The Magician, by Colm Toibin. (Scribner.) This subtle and substantial novel imagines the life of Thomas Mann, the Nobel Prize-winning author of “Death in Venice” and “The Magic Mountain”, among other classics. Garner called it a “symphonic and moving” work.

Our Country Friends, by Gary Shteyngart (Random House.) Shteyngart’s new novel begins at the onset of the pandemic, with seven friends and one nemesis gathered at an estate in the Hudson Valley to wait out what they are sure will be a quick blip in their convenient and prosperous lives.
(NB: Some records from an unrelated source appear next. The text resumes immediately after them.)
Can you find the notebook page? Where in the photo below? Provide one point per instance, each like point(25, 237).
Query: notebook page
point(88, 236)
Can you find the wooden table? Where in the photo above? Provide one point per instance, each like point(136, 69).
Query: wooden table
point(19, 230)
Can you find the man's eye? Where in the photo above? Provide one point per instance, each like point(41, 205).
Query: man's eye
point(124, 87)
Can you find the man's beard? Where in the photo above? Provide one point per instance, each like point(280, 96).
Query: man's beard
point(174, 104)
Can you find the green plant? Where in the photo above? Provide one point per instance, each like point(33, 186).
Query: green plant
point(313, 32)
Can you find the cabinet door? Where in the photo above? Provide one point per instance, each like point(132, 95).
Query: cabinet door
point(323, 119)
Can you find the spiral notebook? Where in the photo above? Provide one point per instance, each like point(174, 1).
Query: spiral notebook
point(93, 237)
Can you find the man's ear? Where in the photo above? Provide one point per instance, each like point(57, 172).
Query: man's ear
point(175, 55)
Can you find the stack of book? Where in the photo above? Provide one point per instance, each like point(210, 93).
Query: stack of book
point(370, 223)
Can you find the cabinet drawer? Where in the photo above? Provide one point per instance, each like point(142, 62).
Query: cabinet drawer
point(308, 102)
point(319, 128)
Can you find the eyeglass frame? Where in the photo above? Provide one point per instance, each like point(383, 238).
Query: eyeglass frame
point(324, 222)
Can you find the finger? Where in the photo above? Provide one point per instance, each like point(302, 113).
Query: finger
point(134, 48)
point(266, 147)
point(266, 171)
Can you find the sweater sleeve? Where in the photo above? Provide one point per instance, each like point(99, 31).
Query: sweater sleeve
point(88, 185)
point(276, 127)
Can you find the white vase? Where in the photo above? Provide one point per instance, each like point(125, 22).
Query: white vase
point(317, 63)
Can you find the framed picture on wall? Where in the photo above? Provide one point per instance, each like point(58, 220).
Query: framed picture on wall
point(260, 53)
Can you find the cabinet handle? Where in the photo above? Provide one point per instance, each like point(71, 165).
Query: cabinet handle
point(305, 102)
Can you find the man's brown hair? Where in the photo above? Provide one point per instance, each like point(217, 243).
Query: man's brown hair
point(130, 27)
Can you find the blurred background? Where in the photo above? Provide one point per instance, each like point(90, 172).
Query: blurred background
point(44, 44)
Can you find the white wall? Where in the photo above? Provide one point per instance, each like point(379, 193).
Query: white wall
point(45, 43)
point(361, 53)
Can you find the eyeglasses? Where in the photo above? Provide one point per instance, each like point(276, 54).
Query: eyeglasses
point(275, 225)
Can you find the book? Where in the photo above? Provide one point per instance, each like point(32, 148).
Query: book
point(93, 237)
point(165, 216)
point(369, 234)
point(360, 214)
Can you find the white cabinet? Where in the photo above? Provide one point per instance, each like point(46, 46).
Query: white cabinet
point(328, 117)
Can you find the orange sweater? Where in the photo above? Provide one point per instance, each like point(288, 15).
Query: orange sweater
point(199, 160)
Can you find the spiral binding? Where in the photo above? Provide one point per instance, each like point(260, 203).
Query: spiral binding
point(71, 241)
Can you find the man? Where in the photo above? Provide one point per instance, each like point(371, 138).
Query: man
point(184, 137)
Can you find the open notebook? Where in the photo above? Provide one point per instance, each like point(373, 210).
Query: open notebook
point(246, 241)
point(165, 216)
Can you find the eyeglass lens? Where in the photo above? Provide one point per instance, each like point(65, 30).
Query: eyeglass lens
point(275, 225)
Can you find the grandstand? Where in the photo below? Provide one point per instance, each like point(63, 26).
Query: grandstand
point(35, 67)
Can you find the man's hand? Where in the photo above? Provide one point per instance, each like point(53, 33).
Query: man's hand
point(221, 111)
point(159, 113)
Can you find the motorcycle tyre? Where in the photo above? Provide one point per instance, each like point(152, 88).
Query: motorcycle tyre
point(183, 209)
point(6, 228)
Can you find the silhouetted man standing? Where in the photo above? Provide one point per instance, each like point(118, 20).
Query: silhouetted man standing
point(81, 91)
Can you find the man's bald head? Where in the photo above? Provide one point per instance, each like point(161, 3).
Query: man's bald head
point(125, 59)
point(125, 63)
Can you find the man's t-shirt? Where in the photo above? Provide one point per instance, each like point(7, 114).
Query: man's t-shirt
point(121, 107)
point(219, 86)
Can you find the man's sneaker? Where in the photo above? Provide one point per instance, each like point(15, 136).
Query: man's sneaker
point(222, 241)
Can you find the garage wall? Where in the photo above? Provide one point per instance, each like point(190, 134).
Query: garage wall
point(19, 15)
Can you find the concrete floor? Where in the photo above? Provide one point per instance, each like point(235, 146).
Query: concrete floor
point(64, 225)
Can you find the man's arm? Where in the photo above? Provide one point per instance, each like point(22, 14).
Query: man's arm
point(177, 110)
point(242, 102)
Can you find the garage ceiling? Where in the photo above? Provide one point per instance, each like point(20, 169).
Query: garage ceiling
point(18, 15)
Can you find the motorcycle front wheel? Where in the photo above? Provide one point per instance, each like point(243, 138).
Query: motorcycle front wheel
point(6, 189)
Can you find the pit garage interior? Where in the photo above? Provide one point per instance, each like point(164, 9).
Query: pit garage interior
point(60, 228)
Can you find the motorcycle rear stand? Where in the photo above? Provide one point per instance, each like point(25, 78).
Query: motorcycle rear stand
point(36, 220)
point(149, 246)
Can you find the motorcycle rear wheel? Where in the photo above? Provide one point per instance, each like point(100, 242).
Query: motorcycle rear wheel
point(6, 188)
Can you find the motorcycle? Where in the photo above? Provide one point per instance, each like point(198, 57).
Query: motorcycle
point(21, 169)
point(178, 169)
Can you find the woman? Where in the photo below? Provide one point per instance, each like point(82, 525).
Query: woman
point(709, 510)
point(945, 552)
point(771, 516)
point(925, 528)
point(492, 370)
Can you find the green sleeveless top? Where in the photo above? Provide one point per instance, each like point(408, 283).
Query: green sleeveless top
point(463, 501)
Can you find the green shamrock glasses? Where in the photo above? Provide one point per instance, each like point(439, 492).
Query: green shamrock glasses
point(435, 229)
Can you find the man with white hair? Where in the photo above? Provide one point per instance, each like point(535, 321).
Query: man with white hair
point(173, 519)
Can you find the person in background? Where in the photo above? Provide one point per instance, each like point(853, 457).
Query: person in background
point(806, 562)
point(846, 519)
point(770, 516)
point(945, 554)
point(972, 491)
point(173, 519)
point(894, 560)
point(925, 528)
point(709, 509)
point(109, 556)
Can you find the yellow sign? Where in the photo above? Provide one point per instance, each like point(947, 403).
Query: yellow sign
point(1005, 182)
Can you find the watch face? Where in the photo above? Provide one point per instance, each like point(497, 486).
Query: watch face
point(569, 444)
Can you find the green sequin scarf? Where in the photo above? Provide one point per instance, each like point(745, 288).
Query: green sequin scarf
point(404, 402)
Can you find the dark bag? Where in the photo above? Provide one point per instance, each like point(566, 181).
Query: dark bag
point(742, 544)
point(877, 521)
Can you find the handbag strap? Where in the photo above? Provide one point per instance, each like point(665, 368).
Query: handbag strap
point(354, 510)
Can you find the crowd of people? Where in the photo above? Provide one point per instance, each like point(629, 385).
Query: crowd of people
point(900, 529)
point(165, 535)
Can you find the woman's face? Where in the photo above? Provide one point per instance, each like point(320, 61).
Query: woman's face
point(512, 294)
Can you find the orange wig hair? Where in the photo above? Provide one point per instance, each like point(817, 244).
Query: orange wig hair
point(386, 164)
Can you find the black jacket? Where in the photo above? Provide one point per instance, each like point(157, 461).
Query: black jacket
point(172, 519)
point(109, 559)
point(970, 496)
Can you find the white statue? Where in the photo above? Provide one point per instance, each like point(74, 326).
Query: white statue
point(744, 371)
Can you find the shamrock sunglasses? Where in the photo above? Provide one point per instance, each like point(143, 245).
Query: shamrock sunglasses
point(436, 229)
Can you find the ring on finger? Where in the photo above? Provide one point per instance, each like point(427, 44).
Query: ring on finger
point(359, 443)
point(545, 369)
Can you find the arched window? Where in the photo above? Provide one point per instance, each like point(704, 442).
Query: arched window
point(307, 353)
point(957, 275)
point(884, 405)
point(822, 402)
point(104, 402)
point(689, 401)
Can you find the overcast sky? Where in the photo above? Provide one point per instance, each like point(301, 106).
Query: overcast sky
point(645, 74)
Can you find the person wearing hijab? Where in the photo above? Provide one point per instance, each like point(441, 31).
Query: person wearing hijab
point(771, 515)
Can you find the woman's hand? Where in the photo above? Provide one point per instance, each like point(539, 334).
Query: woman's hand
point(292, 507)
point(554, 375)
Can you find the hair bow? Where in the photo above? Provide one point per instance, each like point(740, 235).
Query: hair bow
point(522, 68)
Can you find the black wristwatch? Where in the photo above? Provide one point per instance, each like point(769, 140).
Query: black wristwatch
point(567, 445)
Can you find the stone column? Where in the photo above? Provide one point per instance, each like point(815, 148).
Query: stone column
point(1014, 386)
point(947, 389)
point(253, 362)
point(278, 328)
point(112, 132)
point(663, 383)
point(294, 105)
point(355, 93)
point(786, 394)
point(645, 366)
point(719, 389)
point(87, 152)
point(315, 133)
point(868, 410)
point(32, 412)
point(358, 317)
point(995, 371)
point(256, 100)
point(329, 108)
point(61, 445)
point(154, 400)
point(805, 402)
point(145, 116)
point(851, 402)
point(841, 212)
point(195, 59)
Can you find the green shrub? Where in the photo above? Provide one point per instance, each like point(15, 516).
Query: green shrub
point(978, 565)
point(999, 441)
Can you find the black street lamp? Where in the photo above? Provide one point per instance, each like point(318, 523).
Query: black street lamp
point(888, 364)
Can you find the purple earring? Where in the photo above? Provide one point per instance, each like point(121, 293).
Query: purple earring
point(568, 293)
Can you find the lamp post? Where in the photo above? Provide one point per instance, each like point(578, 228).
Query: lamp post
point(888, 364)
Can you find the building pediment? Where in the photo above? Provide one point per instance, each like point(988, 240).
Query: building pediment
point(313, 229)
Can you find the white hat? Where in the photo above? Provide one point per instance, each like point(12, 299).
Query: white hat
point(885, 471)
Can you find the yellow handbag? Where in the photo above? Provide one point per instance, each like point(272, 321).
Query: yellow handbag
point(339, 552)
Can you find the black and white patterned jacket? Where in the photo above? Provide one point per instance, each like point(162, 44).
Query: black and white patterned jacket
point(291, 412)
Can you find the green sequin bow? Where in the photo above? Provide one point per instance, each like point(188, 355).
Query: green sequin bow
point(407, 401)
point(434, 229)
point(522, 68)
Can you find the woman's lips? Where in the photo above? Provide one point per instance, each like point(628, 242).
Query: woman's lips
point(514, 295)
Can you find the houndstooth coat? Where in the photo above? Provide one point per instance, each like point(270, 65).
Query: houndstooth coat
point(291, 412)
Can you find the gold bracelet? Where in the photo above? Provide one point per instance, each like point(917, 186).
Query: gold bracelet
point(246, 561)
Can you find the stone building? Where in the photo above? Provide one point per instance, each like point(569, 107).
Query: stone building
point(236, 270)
Predicaments abound, mysteries multiply and betrayals proliferate.

The Days of Afrekete, by Asali Solomon. (Farrar, Straus & Giroux.) Solomon’s novel is a reverie, a riff on “Mrs. Dalloway” and a love story. Liselle, its protagonist, is a Black woman living in Philadelphia. Her husband, who is white, cut corners while running for the state legislature, and the FBI is closing in on him.

Wayward, by Dana Spiotta. (Knopf.) For Sam Raymond, the restless heroine of Spiotta’s latest novel, menopause is reason enough to reevaluate everything. Her body revolts just as her mother is starting to ail and her teenage daughter is growing remote and secretive. Sam is rash, funny, searching, entirely unpredictable.